PÉRIODE DES QUESTIONS — Les pêches et les océans
La collecte de données
13 décembre 2023
Ma question s’adresse au leader du gouvernement au Sénat. Sénateur Gold, la subsistance d’approximativement 72 000 Canadiens dépend directement des fruits de la pêche et autres activités connexes. En fait, en 2021, les pêches marines commerciales du Canada étaient évaluées à 4,6 milliards de dollars. Cependant, selon un récent rapport de la vérificatrice générale, le ministère des Pêches et des Océans demeure incapable de recueillir des données sur les prises. Elle a conclu que, en l’absence de données fiables et accessibles en temps opportun, le ministère ne dispose pas des renseignements requis pour soutenir la gestion durable des pêches. Il court le risque que les stocks de poissons soient surexploités.

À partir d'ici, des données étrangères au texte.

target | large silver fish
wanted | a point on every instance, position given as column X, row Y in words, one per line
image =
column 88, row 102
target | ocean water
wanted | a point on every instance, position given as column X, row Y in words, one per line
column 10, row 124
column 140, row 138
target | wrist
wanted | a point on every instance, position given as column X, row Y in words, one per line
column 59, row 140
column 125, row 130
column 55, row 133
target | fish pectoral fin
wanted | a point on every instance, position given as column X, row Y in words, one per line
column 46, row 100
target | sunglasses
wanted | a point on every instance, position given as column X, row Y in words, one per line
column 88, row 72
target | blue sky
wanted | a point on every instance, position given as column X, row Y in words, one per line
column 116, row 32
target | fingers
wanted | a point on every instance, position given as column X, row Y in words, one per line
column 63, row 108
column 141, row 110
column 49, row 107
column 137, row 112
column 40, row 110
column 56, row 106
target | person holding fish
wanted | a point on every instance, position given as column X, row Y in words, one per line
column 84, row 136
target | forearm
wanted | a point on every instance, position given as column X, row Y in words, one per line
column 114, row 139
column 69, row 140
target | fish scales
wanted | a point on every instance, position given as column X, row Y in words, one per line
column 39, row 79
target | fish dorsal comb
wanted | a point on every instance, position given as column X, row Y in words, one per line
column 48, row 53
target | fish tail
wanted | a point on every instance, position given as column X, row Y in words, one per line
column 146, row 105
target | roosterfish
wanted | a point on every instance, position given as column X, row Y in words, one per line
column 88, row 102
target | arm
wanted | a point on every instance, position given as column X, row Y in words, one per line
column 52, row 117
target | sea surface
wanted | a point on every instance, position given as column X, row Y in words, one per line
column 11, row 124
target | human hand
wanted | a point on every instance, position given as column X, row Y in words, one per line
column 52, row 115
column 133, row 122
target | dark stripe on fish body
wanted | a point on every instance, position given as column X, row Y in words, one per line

Sénateur Gold, comment le gouvernement prévoit-il régler ce grave problème?
C’est effectivement un grave problème, et je vous remercie de votre question. Le gouvernement remercie le commissaire à l’Environment pour le travail important qu’il effectue et souscrit à toutes les recommandations contenues dans son rapport. On m’a informé que le ministère des Pêches et des Océans peut compter sur un certain nombre de sources d’information qui lui permettent de surveiller efficacement les pêches. Il intègre ensuite ces données dans le processus décisionnel. Cela dit, il y a toujours place à l’amélioration. En tant qu’ancien vice-président du Comité sénatorial permanent des pêches et des océans, je peux vous l’affirmer avec une certaine confiance.
C’est la raison pour laquelle le gouvernement va continuer d’améliorer la gestion des pêches fondées sur les meilleures données scientifiques disponibles, en collaboration avec d’autres sources d’information fiable. Je crois comprendre que le gouvernement du Canada va aussi continuer de collaborer étroitement avec le commissaire pour mettre en œuvre ses recommandations et des mesures axées sur la gestion durable des pêches marines commerciales pour le bien des générations futures.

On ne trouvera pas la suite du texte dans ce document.